Однако по этому «Визвольному шляху» протискиваются в историю различные коммивояжеры. О двух таких хлестких «вызволителях» и пойдет речь ниже.

…Его ударили по темени почти пятьдесят лет тому назад. С тех пор и поныне он никак не сообразит, что же с ним стряслось. Как ни напрягает память, сколько ни роется в документах и свидетельствах, а скандальная история бегства с Украины не перестает быть скандальной. Вот ему и приходится фальсифицировать события, выдумывать факты, изворачиваться и лгать. Но мы убеждены, что все, чем он, «доктор» Дмитро Куликовский, набивает страницы «Визвольного шляху», не приносит утешения ни читателям, ни автору. Самообличающего и самоубийственного юмора во всей своей писанине мистеру Куликовскому избежать никак не удается.

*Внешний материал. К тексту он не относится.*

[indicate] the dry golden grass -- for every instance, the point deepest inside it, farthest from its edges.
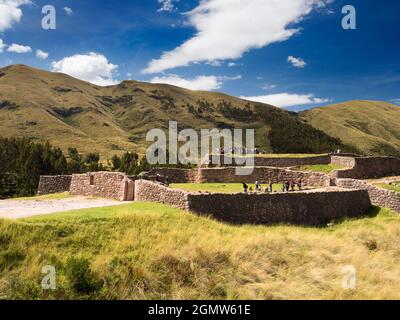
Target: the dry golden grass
(369, 125)
(151, 251)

Ситуация, о которой он вспоминает, была довольно грустная и совершенно трагическая. Банды Петлюры и Тютюнника, побитые оружием и гневом народа, удирали под крыло Речи Посполитой. Пан Юзеф Пилсудский, оклемавшись после похода на Восток, обещал приют всем, кому посчастливится «эвакуировать» свою черную душу из Советской Украины. Когда запыхавшихся, изнеможенных беглецов остановила пограничная стража уже на «той» стороне границы, никто из них, голодных и злых, не мог промолвить слова. А требовалось что-то хотя бы брякнуть не по-нашему, так как Европа неравнодушна к ученым словечкам. Тут-то и пригодилось Дмитру Куликовскому кое-какое знание латыни.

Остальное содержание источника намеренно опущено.